LoL! Well it'll go on the list!


----------



## Josh30013 (Apr 29, 2012)

BigHerm said:


> Well I like how you can like posts on tid and how the user profile OS set up with points n.stuff.



herm this is not fb it's a steroid site lol. but that would be cool


----------



## Mr P (Apr 29, 2012)

Well, speakimg for myself now, but I would really love to see Mrs P take on Absofsteel in a topless jacuzzi titty fight...so can we make it happen ???? My blood preassure just went up, help call 911 !!!!!!


----------



## PillarofBalance (Apr 29, 2012)

Mr P said:


> Well, speakimg for myself now, but I would really love to see Mrs P take on Absofsteel in a topless jacuzzi titty fight...so can we make it happen ???? My blood preassure just went up, help call 911 !!!!!!



Can the jacuzzi be filled with butterscotch pudding?


----------



## Zeek (Apr 29, 2012)

Mr P said:


> Well, speakimg for myself now, but I would really love to see Mrs P take on Absofsteel in a topless jacuzzi titty fight...so can we make it happen ???? My blood preassure just went up, help call 911 !!!!!!



 I am not touching that one lol

 and you sir are risking your life with that comment!!  Mrs P can cook so I know she has knives!!


----------



## DarksideSix (Apr 29, 2012)

Mr P said:


> Well, speakimg for myself now, but I would really love to see Mrs P take on Absofsteel in a topless jacuzzi titty fight...so can we make it happen ???? My blood preassure just went up, help call 911 !!!!!!



I'll Cosign that!


----------



## Mrs P (Apr 29, 2012)

Ezekiel said:


> I am not touching that one lol
> 
> and you sir are risking your life with that comment!!  Mrs P can cook so I know she has knives!!



Your right Ezekiel, He keeps forgetting I own knives , a taser gun, a real gun, and a MACHETE !! Love the machete, makes such a slow, nice clean shave on the pubes... me love it !!!!!!






Me lurves u babe !!!!


----------



## Mrs P (Apr 29, 2012)

Oppps, cut u Bitch !! !!!! I sowy !!!!


----------



## PillarofBalance (Apr 29, 2012)

Mrs P you are fucking awesome and have completely earned my respect tonight... Seriously.


----------



## Zeek (Apr 29, 2012)

She is awesome bro!  makes me laugh non stop on some threads


----------



## LeanHerm (Apr 29, 2012)

Hahaha  I love it


----------



## PillarofBalance (Apr 29, 2012)

A music forum so we can post up what gets us fired up for training...


----------



## Lulu66 (Apr 29, 2012)

Dud thats Jason's machete, ur done mrp


----------



## Pikiki (Apr 29, 2012)

Agree with the music forum and a SRc`s feedback forum at least to check in if the SRC worth it or not.


----------



## Georgia (Apr 29, 2012)

Make it if you DO post blood results...you have to have scanned the paper and you post proof...not just numbers.

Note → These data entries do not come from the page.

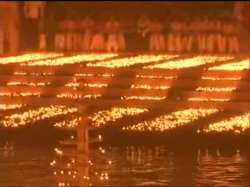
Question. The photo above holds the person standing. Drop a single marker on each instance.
(112, 30)
(88, 24)
(143, 28)
(98, 39)
(34, 14)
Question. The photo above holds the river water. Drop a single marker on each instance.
(125, 166)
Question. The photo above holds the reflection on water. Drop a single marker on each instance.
(131, 165)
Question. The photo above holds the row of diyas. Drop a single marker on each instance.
(189, 62)
(101, 118)
(9, 106)
(172, 120)
(70, 59)
(176, 119)
(130, 61)
(28, 57)
(33, 115)
(237, 124)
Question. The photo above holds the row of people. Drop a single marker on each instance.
(97, 41)
(204, 25)
(173, 42)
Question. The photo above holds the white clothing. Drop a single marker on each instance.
(112, 44)
(202, 43)
(60, 41)
(42, 41)
(98, 42)
(34, 9)
(222, 43)
(233, 44)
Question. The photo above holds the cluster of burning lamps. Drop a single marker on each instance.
(130, 61)
(28, 57)
(69, 168)
(237, 124)
(70, 60)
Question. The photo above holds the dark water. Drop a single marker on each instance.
(127, 165)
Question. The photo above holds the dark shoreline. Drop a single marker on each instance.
(44, 135)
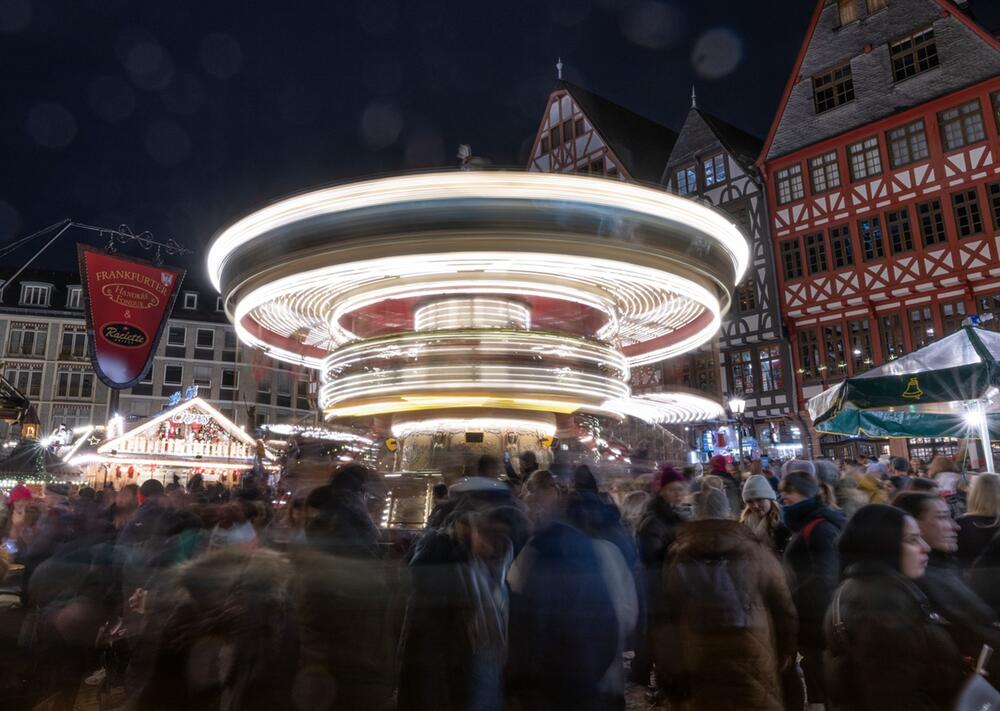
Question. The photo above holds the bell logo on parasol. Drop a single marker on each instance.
(913, 390)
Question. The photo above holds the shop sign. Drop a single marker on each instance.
(127, 302)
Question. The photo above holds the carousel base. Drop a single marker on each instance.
(453, 441)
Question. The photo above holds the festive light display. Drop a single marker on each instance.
(476, 265)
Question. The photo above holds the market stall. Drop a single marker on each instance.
(950, 388)
(191, 438)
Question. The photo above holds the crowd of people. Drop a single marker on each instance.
(815, 584)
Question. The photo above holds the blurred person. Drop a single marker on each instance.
(888, 649)
(981, 521)
(655, 533)
(228, 634)
(731, 626)
(763, 514)
(971, 622)
(541, 495)
(455, 640)
(573, 608)
(719, 467)
(811, 556)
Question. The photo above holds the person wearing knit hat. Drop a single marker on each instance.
(762, 513)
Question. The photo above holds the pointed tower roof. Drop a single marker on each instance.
(969, 54)
(641, 144)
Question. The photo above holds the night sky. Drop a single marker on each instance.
(180, 117)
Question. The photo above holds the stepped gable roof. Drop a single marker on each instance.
(641, 144)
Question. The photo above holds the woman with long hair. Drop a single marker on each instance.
(762, 513)
(888, 649)
(982, 518)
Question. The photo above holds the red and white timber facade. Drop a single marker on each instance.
(882, 170)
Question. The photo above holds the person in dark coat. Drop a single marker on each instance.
(655, 533)
(811, 556)
(971, 622)
(731, 627)
(564, 631)
(731, 486)
(982, 518)
(888, 649)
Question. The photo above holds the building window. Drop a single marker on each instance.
(27, 339)
(897, 224)
(824, 172)
(741, 370)
(931, 223)
(302, 395)
(229, 385)
(26, 378)
(962, 125)
(173, 375)
(790, 184)
(205, 338)
(74, 345)
(968, 218)
(921, 327)
(74, 298)
(35, 294)
(833, 89)
(835, 362)
(847, 11)
(808, 355)
(861, 344)
(75, 384)
(952, 315)
(715, 170)
(891, 328)
(914, 54)
(870, 232)
(264, 391)
(770, 368)
(865, 159)
(816, 253)
(908, 144)
(791, 259)
(840, 247)
(746, 296)
(687, 181)
(993, 194)
(202, 376)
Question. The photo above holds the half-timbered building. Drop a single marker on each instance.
(713, 161)
(883, 184)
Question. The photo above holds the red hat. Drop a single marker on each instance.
(18, 493)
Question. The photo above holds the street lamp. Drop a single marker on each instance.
(737, 406)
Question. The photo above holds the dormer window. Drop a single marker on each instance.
(913, 55)
(35, 294)
(687, 181)
(715, 170)
(847, 11)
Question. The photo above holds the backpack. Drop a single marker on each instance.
(714, 599)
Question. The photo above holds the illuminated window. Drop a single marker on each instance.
(962, 125)
(834, 88)
(913, 55)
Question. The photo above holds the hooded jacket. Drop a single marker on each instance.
(814, 562)
(892, 652)
(733, 667)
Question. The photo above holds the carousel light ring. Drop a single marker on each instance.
(446, 273)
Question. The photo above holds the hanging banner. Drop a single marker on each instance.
(127, 302)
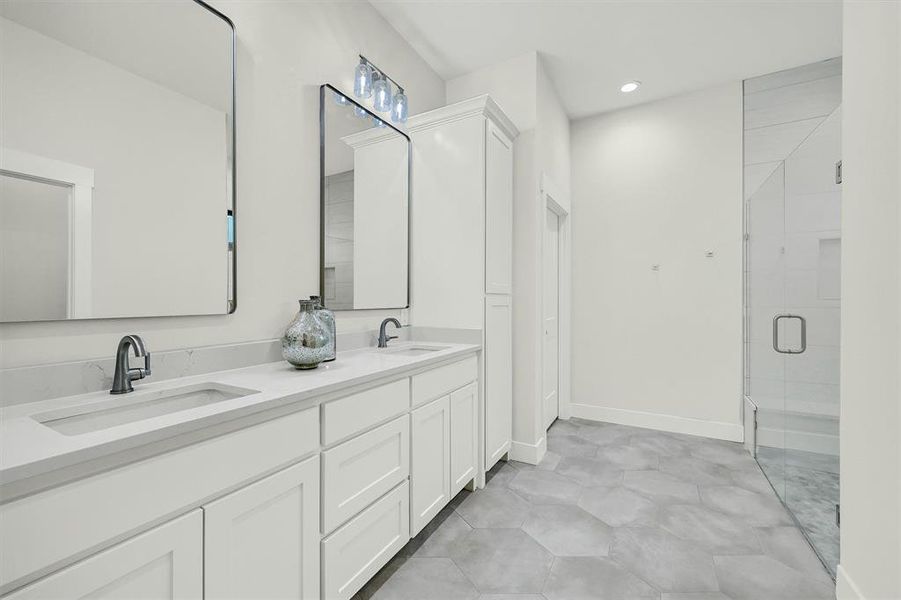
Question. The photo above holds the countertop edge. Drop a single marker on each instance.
(25, 479)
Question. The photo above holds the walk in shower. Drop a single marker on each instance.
(792, 193)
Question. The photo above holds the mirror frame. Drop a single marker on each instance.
(231, 201)
(323, 89)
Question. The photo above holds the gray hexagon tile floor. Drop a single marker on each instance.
(613, 512)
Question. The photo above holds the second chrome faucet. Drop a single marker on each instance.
(124, 375)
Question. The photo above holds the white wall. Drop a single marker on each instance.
(871, 303)
(510, 83)
(659, 184)
(285, 51)
(523, 90)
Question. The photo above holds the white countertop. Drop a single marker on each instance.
(29, 449)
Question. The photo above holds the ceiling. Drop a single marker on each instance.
(179, 45)
(591, 47)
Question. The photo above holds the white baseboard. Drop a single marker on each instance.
(713, 429)
(528, 453)
(845, 588)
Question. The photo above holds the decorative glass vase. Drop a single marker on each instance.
(308, 340)
(328, 319)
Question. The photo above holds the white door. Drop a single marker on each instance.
(430, 457)
(464, 405)
(550, 308)
(262, 541)
(163, 563)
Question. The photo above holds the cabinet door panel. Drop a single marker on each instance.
(498, 212)
(262, 541)
(430, 454)
(464, 416)
(163, 563)
(498, 378)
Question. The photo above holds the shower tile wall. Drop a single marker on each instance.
(339, 241)
(792, 141)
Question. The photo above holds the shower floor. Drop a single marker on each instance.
(808, 483)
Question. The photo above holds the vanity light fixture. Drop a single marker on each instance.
(381, 90)
(372, 82)
(363, 80)
(399, 107)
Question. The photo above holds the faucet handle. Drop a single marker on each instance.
(138, 372)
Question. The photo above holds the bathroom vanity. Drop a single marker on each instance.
(257, 482)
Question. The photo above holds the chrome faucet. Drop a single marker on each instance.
(383, 336)
(124, 375)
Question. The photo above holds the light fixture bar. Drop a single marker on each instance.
(381, 73)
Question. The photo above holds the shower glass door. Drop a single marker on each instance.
(792, 142)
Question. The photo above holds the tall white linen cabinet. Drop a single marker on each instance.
(462, 245)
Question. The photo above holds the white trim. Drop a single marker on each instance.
(713, 429)
(33, 165)
(480, 105)
(80, 180)
(845, 588)
(528, 453)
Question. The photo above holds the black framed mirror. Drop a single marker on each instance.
(364, 207)
(117, 166)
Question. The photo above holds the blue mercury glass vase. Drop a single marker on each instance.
(307, 341)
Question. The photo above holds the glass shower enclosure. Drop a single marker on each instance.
(792, 195)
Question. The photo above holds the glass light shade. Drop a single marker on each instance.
(400, 107)
(381, 89)
(363, 81)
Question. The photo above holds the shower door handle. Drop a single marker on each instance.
(776, 346)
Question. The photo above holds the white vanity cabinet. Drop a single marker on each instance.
(306, 504)
(430, 469)
(165, 563)
(262, 541)
(462, 243)
(464, 418)
(444, 438)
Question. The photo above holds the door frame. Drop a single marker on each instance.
(80, 182)
(554, 199)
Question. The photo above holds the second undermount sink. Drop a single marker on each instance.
(137, 406)
(414, 349)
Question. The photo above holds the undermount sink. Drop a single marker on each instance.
(414, 349)
(137, 406)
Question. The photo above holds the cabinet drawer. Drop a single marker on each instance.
(360, 470)
(444, 380)
(356, 552)
(39, 531)
(347, 416)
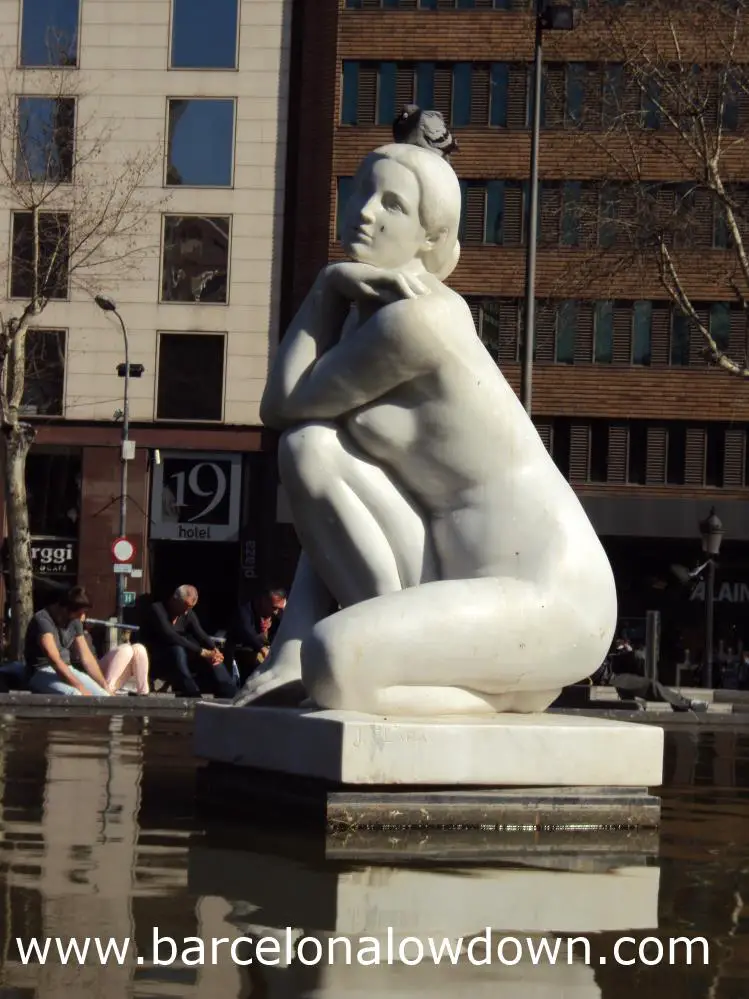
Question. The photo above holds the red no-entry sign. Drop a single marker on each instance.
(123, 550)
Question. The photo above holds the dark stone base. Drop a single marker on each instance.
(279, 797)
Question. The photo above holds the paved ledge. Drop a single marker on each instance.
(22, 704)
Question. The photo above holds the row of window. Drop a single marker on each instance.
(203, 35)
(643, 452)
(516, 5)
(194, 261)
(589, 214)
(574, 94)
(199, 148)
(190, 371)
(609, 332)
(510, 5)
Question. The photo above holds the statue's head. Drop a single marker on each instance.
(405, 204)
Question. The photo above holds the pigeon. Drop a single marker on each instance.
(426, 129)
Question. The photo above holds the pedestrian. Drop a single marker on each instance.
(178, 646)
(253, 629)
(55, 636)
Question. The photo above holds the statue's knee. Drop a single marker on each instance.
(306, 452)
(319, 671)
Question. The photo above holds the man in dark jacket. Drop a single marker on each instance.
(253, 629)
(177, 645)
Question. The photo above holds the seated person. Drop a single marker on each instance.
(124, 662)
(175, 640)
(56, 636)
(253, 629)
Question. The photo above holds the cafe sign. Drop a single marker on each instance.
(54, 556)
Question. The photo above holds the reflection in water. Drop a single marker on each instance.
(100, 837)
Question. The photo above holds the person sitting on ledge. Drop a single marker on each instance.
(176, 641)
(55, 637)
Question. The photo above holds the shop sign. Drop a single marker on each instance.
(730, 593)
(196, 496)
(54, 556)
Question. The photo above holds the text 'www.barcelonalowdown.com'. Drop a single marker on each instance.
(480, 949)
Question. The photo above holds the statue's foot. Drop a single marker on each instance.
(289, 694)
(272, 687)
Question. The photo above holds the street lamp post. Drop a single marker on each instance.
(108, 305)
(711, 530)
(549, 17)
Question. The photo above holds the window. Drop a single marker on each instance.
(45, 141)
(52, 271)
(680, 337)
(715, 448)
(516, 5)
(599, 451)
(500, 84)
(53, 487)
(641, 332)
(638, 454)
(190, 382)
(567, 320)
(604, 332)
(575, 92)
(720, 324)
(49, 33)
(345, 189)
(204, 35)
(677, 454)
(44, 386)
(196, 258)
(200, 149)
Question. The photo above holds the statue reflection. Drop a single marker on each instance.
(520, 932)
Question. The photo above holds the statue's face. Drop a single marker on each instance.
(381, 223)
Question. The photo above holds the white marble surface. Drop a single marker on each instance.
(503, 750)
(465, 573)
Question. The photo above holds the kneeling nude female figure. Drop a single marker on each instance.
(447, 565)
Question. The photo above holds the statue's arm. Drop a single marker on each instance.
(314, 328)
(386, 351)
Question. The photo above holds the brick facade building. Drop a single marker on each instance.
(649, 435)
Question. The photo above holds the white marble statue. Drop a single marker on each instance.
(447, 566)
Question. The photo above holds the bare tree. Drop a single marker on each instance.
(664, 115)
(78, 213)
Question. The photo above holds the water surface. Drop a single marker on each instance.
(102, 836)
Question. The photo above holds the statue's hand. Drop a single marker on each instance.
(363, 282)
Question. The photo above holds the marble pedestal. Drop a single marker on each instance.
(502, 770)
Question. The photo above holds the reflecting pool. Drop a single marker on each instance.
(102, 838)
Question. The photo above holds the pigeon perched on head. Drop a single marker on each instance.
(424, 128)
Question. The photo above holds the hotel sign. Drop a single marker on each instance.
(196, 496)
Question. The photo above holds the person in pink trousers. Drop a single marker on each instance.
(56, 638)
(126, 662)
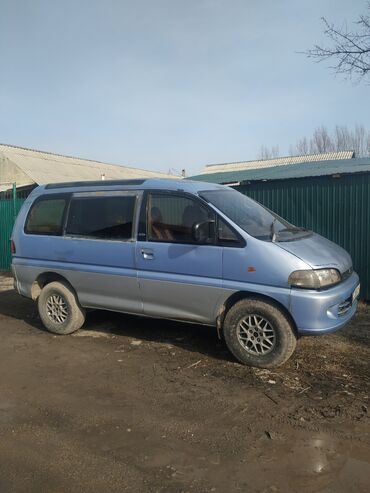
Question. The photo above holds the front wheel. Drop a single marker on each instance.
(259, 334)
(59, 309)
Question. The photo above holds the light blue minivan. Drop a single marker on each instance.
(181, 250)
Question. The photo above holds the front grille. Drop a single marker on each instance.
(347, 273)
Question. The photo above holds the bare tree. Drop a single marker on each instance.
(350, 50)
(342, 139)
(268, 153)
(321, 141)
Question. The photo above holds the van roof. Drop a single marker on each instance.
(139, 184)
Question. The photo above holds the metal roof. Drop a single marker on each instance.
(45, 167)
(300, 170)
(280, 161)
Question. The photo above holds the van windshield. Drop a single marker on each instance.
(251, 216)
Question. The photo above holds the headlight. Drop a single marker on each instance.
(314, 279)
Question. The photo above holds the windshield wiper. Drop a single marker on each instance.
(293, 229)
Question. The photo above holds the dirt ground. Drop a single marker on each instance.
(138, 405)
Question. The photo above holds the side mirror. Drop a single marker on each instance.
(204, 232)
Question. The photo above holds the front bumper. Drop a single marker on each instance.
(321, 312)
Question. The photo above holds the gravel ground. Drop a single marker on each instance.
(137, 405)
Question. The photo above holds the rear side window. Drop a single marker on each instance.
(109, 217)
(171, 217)
(46, 216)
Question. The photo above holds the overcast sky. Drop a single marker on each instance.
(163, 84)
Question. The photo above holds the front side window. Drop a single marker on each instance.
(46, 216)
(170, 218)
(101, 217)
(253, 217)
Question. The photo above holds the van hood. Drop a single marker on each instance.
(318, 252)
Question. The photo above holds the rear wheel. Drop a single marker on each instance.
(259, 334)
(59, 309)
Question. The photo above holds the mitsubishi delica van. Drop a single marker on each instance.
(181, 250)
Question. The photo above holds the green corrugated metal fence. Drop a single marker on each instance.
(9, 208)
(337, 208)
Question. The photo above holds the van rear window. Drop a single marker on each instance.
(109, 217)
(46, 216)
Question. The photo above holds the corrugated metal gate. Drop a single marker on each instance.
(10, 205)
(337, 208)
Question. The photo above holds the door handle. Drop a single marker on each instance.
(147, 254)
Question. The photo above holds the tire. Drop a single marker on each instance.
(259, 334)
(59, 309)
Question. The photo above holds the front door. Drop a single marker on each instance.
(179, 278)
(98, 250)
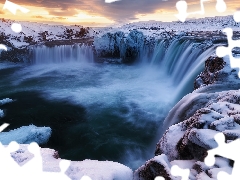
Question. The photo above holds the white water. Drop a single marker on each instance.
(63, 53)
(125, 105)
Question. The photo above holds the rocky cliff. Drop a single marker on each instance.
(193, 123)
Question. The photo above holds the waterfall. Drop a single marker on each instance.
(182, 61)
(63, 53)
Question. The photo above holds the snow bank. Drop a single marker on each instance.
(1, 113)
(96, 170)
(5, 101)
(26, 135)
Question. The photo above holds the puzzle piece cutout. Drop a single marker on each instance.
(33, 169)
(4, 126)
(227, 150)
(111, 1)
(12, 7)
(177, 171)
(182, 9)
(159, 178)
(222, 51)
(30, 170)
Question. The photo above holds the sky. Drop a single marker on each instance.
(99, 13)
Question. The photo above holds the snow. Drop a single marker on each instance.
(1, 113)
(26, 135)
(96, 170)
(2, 102)
(5, 101)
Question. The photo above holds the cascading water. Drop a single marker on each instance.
(63, 53)
(101, 111)
(182, 61)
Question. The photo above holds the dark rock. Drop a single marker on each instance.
(212, 67)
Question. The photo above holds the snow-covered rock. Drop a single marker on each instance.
(96, 170)
(26, 135)
(5, 101)
(195, 120)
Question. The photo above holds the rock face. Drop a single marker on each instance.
(194, 122)
(212, 67)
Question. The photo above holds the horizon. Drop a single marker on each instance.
(97, 13)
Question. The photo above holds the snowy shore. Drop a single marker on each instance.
(190, 125)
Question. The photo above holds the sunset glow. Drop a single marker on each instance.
(98, 13)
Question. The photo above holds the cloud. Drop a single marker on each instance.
(39, 17)
(120, 11)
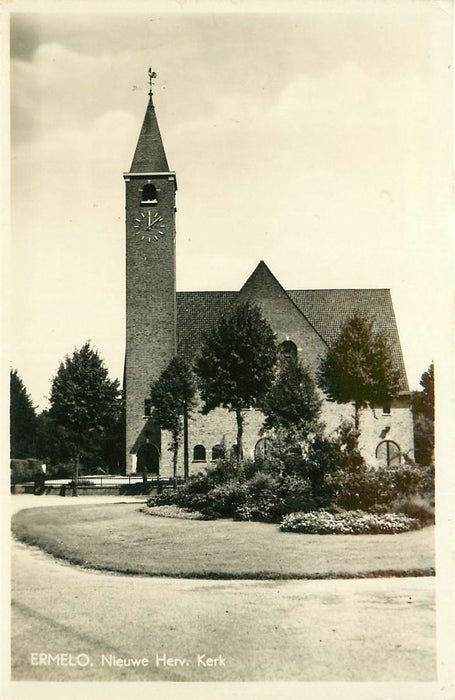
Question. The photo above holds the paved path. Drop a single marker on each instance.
(343, 630)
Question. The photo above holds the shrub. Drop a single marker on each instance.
(369, 487)
(224, 499)
(416, 506)
(348, 523)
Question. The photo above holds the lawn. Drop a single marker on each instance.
(120, 538)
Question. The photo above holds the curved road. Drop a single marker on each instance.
(92, 626)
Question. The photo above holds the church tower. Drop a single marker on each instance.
(150, 288)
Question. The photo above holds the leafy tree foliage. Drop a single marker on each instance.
(423, 408)
(53, 443)
(292, 403)
(236, 364)
(22, 419)
(358, 368)
(86, 403)
(173, 398)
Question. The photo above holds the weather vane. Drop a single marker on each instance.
(152, 75)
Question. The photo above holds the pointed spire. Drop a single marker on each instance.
(150, 156)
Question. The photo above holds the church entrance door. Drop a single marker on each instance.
(148, 459)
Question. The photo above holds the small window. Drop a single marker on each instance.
(217, 452)
(389, 453)
(288, 352)
(199, 453)
(149, 194)
(262, 448)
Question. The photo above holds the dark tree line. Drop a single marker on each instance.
(84, 425)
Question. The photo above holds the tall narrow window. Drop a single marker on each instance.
(288, 352)
(149, 194)
(389, 453)
(262, 448)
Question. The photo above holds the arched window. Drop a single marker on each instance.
(217, 452)
(288, 351)
(389, 453)
(262, 448)
(199, 453)
(149, 194)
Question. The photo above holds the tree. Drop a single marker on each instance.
(292, 403)
(358, 368)
(52, 441)
(22, 419)
(423, 410)
(85, 402)
(236, 364)
(173, 397)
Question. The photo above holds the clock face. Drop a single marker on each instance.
(149, 226)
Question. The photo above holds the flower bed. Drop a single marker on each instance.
(353, 522)
(173, 511)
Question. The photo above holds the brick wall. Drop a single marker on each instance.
(150, 301)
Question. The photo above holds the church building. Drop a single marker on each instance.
(161, 322)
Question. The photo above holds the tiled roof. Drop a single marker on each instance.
(329, 309)
(326, 309)
(197, 312)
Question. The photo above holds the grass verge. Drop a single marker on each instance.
(119, 538)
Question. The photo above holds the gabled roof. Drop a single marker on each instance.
(325, 309)
(150, 156)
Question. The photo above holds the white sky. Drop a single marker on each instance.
(319, 142)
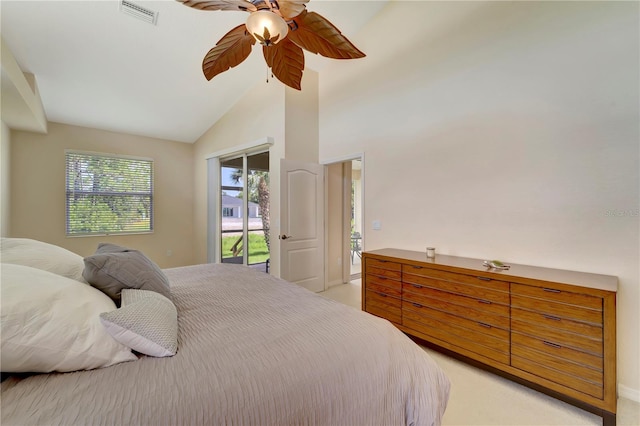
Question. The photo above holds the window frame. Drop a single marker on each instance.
(68, 192)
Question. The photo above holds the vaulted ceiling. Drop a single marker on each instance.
(98, 67)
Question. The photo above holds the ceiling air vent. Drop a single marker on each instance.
(138, 12)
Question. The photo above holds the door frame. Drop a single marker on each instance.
(346, 235)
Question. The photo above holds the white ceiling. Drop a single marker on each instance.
(98, 67)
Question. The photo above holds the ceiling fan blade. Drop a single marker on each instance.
(243, 5)
(289, 9)
(230, 51)
(317, 35)
(286, 61)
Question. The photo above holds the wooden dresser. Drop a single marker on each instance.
(549, 329)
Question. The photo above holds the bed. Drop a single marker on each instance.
(251, 349)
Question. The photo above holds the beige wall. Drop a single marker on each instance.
(301, 120)
(503, 130)
(5, 180)
(38, 190)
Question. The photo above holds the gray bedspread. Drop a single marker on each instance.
(252, 350)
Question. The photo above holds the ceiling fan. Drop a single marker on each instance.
(284, 28)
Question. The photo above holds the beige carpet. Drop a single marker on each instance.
(481, 398)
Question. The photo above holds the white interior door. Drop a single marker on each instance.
(302, 224)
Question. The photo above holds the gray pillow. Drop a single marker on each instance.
(113, 268)
(147, 322)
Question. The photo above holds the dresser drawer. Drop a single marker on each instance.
(467, 324)
(561, 377)
(557, 323)
(479, 301)
(557, 350)
(486, 346)
(553, 295)
(560, 310)
(390, 290)
(559, 337)
(384, 264)
(384, 306)
(474, 280)
(582, 371)
(380, 272)
(443, 305)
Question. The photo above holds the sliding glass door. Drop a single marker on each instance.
(244, 209)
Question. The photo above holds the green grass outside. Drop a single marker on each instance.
(258, 251)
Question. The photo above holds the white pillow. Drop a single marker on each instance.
(45, 256)
(52, 323)
(146, 322)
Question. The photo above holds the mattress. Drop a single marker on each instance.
(252, 349)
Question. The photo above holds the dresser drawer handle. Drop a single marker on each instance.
(553, 345)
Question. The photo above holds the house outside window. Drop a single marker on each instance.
(108, 194)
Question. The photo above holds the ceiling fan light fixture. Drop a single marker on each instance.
(267, 27)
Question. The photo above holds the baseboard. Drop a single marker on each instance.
(333, 284)
(628, 393)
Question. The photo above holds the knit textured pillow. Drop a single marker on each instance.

Anybody can say they went and got bloods done and post numbers. Be like *Spongy* and post the actual test!

Many blood testing centers will scan & e-mail you the blood results so you can save the picture/PDF file/Whatever and post it on here! Otherwise scan that effer

And no complaints so far. Is a really nice little chill pad for people who love the game of bodybuilding. I am going to work on an SI favicon since I'm off of work today! Unless Admin already has one...but still mine will be better than his! lol


----------



## Zeek (Apr 29, 2012)

I like your thinking georgia, the actual tests do have value especially when guys come over from other sites to see the results. They don't know if our guys are solid or not so the actual test is important. I posted mine with the elitropins  will do same with uncle z blue tops this week


----------



## Zeek (Apr 29, 2012)

POB great idea! we will make that happen!


----------



## Georgia (Apr 29, 2012)

Ezekiel said:


> I like your thinking georgia, the actual tests do have value especially when guys come over from other sites to see the results. They don't know if our guys are solid or not so the actual test is important. I posted mine with the elitropins  will do same with uncle z blue tops this week



Exactly what I mean. New members come over & research what gear to buy and see test results on them but all they are are a bunch of numbers. We need to solidify the legitimacy of these tests to set ourselves apart from other forums by having people with actual hard copy proof....not appearing as just numbers which have probably been inflated to support whoever is giving them the gear for free or support their own brand or preferences.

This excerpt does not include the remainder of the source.